Keras provides text_to_word_sequence and that helps you with a few bits of feature engineering:
1. splits words by space
2. filters out punctuation
3. converts text to lowercase (lower=True)

# Split words with text to word sequence

In [None]:
from keras.preprocessing.text import text_to_word_sequence

In [None]:
df.loc[0,'excerpt']

In [None]:
words_excerpt = df.loc[0,'excerpt']
words_excerpt

In [None]:
result = text_to_word_sequence(words_excerpt)

Running the example creates an array containing all of the words in the document. The list
of words is printed for review.

In [None]:
print(result)

This is a good start however we will need to do more pre-processing.

# Encoding with one_hot

Keras provides the one hot() function to tokenize and integer encode a text document in one step. The name is a bit misleading as this isn't about one hot encoding -- isntead it offers hashing_trick() function that returns an integer encoded version of the document. The use of a hash function means that there may be collisions and not all words will be assigned unique integer values.

In [None]:
from keras.preprocessing.text import one_hot

# estimate the size of the vocab
vocab_size = len(result)
print(vocab_size)
# integrate encode the document
result_vs = one_hot(words_excerpt, round(vocab_size*1.3))
print(result_vs)

The size of the vocabulary as 181. 

The encoded items are printed as an array of integer encoded words.

# Hashing

Why Hash? The above counts and frequencies can be useful, however the vocabulary can become very large which will require large vectors for encoding documents and impose large requirements on memory and slow down algorithms. 
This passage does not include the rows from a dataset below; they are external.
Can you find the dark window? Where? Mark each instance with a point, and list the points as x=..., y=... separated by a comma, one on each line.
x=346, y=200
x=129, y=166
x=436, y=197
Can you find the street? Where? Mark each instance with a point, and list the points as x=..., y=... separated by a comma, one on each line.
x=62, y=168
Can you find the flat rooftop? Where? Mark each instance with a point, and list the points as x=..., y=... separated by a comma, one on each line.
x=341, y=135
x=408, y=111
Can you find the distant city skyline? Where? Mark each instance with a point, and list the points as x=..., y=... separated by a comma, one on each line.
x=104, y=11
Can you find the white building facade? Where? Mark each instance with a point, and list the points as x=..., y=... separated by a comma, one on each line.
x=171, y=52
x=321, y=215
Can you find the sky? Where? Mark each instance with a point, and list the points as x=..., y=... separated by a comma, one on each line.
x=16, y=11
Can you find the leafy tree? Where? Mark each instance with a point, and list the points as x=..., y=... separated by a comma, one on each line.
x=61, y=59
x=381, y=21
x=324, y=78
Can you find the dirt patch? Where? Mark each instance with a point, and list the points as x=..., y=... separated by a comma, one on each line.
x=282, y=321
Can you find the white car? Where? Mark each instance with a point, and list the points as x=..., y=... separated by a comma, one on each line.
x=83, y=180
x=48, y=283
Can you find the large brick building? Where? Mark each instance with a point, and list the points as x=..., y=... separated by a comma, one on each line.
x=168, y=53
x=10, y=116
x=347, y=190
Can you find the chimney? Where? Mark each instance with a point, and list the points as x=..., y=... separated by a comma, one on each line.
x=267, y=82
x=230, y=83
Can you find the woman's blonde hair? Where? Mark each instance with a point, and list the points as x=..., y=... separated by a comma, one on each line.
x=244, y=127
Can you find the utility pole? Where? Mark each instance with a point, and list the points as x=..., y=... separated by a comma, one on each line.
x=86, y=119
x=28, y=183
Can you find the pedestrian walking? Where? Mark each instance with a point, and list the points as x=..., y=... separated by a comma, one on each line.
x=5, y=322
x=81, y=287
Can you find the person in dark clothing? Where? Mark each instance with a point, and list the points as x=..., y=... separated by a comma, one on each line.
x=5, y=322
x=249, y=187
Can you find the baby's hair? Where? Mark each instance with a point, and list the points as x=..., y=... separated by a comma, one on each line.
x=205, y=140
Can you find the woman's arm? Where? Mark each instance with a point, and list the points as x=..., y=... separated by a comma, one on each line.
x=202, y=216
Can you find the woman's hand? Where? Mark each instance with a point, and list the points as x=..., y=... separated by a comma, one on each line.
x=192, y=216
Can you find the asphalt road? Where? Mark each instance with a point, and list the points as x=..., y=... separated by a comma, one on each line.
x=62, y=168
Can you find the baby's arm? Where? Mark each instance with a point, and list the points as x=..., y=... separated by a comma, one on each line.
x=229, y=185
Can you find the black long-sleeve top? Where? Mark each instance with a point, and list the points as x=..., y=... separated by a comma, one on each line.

We can use a one way hash of words to convert them to integers. The clever part is that no vocabulary is required and you can choose an arbitrary-long fixed length vector. This avoids the need to keep track of a vocabulary, which is faster and requires less memory.

A downside is that the hash is a one-way function so there is no way to convert the encoding back to a word.
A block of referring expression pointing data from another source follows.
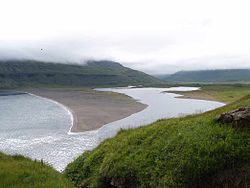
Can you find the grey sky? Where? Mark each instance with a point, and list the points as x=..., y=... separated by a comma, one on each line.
x=156, y=36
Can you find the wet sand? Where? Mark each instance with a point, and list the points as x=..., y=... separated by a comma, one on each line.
x=91, y=109
x=196, y=94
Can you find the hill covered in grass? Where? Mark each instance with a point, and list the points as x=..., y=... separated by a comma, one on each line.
x=93, y=74
x=21, y=172
x=227, y=75
x=193, y=151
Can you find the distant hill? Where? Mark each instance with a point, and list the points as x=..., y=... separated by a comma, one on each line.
x=227, y=75
x=93, y=74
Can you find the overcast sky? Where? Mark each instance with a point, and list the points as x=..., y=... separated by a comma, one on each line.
x=150, y=35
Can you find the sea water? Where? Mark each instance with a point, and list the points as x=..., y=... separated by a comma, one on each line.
x=39, y=128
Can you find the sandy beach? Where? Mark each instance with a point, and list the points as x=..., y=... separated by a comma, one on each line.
x=91, y=109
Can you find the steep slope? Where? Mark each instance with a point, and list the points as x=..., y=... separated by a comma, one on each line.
x=94, y=73
x=229, y=75
x=194, y=151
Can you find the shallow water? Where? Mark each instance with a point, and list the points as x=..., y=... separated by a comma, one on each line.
x=38, y=128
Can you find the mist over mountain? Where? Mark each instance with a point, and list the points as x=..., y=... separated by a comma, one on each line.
x=225, y=75
x=28, y=73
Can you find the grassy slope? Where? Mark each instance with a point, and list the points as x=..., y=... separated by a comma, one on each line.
x=178, y=152
x=18, y=171
x=95, y=73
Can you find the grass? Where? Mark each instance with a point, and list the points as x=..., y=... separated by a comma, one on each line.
x=21, y=172
x=178, y=152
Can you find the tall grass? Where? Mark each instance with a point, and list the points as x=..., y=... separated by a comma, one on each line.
x=178, y=152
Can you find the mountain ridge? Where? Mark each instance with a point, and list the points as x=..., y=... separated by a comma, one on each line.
x=217, y=75
x=29, y=73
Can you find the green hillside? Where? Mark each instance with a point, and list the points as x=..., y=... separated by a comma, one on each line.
x=194, y=151
x=20, y=172
x=227, y=75
x=94, y=73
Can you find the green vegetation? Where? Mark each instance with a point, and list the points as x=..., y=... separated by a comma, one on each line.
x=21, y=172
x=212, y=76
x=93, y=74
x=194, y=151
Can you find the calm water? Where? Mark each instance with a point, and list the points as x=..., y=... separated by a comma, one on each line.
x=39, y=128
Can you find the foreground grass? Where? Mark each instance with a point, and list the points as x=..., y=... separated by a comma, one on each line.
x=18, y=171
x=222, y=93
x=194, y=151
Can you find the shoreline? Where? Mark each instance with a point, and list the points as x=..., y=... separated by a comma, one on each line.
x=196, y=94
x=69, y=111
x=89, y=110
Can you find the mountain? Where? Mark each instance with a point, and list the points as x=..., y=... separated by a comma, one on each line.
x=226, y=75
x=28, y=73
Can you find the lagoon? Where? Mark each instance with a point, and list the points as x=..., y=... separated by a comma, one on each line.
x=39, y=128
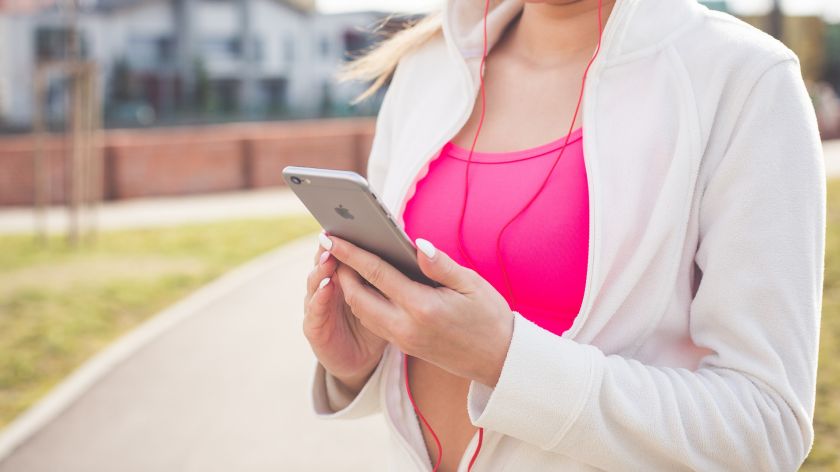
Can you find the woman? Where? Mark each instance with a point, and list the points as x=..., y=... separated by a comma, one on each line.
x=656, y=308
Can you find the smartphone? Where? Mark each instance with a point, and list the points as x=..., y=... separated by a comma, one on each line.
x=345, y=206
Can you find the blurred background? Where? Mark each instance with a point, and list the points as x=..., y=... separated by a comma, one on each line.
x=151, y=258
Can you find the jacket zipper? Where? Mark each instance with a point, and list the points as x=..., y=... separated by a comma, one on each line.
x=592, y=197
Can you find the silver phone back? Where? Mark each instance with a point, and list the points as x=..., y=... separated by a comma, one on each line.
x=345, y=206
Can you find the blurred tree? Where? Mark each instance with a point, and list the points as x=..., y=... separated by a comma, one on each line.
x=832, y=55
x=775, y=20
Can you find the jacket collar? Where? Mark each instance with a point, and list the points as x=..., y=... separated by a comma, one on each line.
x=633, y=27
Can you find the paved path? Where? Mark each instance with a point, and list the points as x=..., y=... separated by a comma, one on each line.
x=831, y=150
x=226, y=390
x=165, y=211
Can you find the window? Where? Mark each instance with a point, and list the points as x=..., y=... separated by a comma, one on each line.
x=289, y=50
x=325, y=47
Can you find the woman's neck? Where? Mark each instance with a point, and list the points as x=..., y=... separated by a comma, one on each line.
x=546, y=34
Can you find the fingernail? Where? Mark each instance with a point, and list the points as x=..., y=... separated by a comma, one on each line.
x=325, y=241
x=324, y=281
x=425, y=246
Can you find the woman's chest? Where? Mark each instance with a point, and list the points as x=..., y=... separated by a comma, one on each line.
x=520, y=219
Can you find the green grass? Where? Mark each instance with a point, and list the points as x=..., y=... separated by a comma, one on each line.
x=59, y=306
x=825, y=454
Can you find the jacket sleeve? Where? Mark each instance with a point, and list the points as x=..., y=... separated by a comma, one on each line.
x=749, y=405
x=329, y=400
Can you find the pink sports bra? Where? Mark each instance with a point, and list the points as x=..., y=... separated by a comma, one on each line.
x=545, y=250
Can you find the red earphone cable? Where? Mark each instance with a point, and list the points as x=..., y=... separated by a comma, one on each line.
x=499, y=237
x=422, y=418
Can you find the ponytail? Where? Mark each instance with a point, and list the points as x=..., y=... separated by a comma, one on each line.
x=378, y=64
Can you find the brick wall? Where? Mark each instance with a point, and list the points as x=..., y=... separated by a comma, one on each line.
x=188, y=160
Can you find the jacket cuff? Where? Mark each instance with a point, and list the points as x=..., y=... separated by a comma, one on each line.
x=330, y=399
x=544, y=384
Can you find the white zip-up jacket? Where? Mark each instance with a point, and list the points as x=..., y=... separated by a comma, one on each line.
x=696, y=343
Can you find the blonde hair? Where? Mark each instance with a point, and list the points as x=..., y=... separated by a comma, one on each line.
x=379, y=63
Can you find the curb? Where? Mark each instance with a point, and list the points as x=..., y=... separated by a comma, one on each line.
x=32, y=420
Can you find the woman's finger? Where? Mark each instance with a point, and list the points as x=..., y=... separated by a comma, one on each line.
x=387, y=278
x=376, y=312
x=321, y=270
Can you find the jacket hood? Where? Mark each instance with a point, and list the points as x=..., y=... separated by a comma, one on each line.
x=632, y=27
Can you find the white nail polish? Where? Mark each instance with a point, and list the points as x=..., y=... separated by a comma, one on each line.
x=325, y=241
x=425, y=246
x=324, y=281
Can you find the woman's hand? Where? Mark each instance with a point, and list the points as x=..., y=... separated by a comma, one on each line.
x=345, y=348
x=464, y=327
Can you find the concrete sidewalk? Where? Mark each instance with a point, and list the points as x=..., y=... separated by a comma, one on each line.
x=164, y=211
x=224, y=390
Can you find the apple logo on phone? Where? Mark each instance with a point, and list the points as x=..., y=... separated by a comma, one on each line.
x=343, y=212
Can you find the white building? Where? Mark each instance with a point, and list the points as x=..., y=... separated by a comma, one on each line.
x=249, y=56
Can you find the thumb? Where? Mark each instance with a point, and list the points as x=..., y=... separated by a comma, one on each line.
x=438, y=266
Below is an example of integer encoding a document using the md5 hash function.

In [None]:
from keras.preprocessing.text import hashing_trick

result_hash = hashing_trick(words_excerpt, round(vocab_size*1.3), hash_function='md5')
print(result_hash)

The different hash function results in consistent, but different integers for words as the one_hot() function in the previous section.

# Tokenizer API

Keras provides a more sophisticated API for preparing text that can be fit and reused to prepare multiple text documents. 
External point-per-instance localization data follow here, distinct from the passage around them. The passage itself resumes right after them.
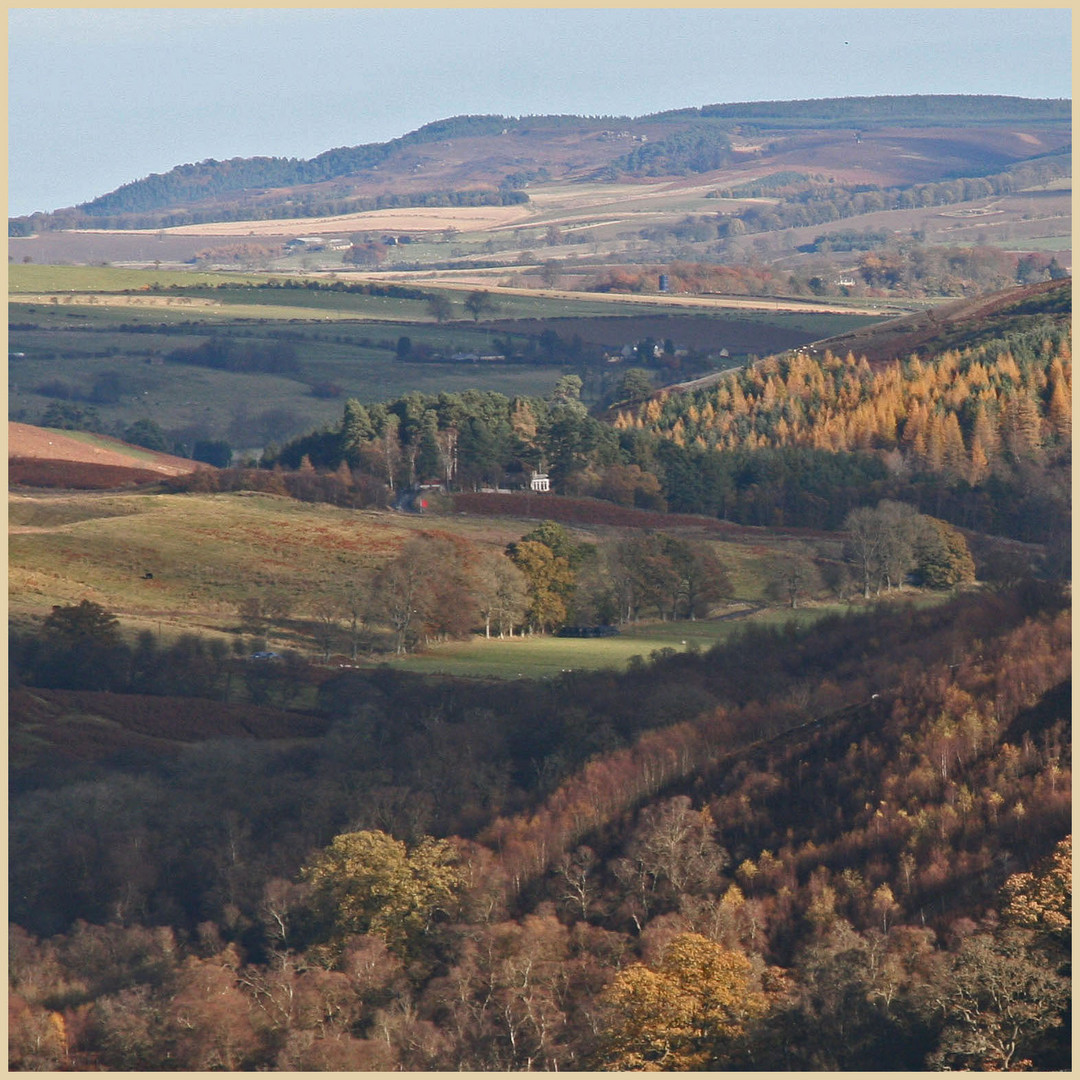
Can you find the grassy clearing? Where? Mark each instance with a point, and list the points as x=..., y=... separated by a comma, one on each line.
x=31, y=278
x=208, y=552
x=545, y=657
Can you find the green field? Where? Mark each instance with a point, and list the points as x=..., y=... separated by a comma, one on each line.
x=208, y=552
x=95, y=337
x=541, y=657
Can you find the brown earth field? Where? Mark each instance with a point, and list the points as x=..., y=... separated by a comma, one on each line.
x=688, y=332
x=90, y=725
x=41, y=457
x=928, y=332
x=569, y=510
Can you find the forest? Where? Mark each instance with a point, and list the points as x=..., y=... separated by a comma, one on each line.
x=844, y=848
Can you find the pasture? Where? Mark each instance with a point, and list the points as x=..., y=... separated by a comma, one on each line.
x=205, y=553
x=548, y=656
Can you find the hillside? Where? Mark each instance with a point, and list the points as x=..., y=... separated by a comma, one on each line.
x=628, y=626
x=899, y=139
x=53, y=458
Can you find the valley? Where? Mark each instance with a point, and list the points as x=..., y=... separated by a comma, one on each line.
x=550, y=592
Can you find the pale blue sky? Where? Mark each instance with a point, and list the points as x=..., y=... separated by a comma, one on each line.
x=102, y=96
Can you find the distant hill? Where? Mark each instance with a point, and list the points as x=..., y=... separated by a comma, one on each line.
x=491, y=159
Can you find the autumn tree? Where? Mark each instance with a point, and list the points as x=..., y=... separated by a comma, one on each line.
x=501, y=593
x=689, y=1011
x=549, y=581
x=998, y=998
x=369, y=882
x=480, y=302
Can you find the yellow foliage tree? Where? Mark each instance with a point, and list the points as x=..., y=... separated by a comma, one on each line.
x=689, y=1011
x=369, y=882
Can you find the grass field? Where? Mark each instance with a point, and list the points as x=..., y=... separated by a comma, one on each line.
x=547, y=656
x=208, y=552
x=68, y=350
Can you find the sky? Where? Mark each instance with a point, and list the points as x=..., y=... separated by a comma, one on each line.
x=98, y=97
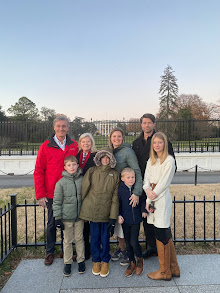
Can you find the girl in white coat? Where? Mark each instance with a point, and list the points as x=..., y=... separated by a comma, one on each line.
x=158, y=176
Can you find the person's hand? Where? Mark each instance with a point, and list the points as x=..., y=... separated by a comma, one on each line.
x=42, y=202
x=111, y=226
x=144, y=215
x=59, y=224
x=134, y=200
x=120, y=220
x=151, y=194
x=148, y=208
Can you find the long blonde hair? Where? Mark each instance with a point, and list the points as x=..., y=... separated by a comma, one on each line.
x=93, y=147
x=153, y=154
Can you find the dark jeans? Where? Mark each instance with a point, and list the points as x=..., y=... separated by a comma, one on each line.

The Tokenizer must be constructed and then fit on either raw text documents or integer encoded text documents.

In [None]:
from keras.preprocessing.text import Tokenizer
# fit our result from above where we retrieved individual words
text = [result]
# create the tokenizer
t = Tokenizer()
# fit the tokenizer on the documents
t.fit_on_texts(text)

Tokenizer provides four attributes that you can use to query what has been
learned about your documents:

1. Word counts: A dictionary mapping of words and their occurrence counts when the Tokenizer was fit.
2. Word docs: A dictionary mapping of words and the number of documents that reach appears in.
3. Word index: A dictionary of words and their uniquely assigned integers.
4. document count: A dictionary mapping and the number of documents they appear in calculated during the fit.

In [None]:
#1 Word Counts
print(t.word_counts)

In [None]:
#2 Word Docs
print(t.word_docs)

In [None]:
#3 Word Index
print(t.word_index)

In [None]:
#4 Document Count
print(t.document_count)

More to come in future notebooks on NLP!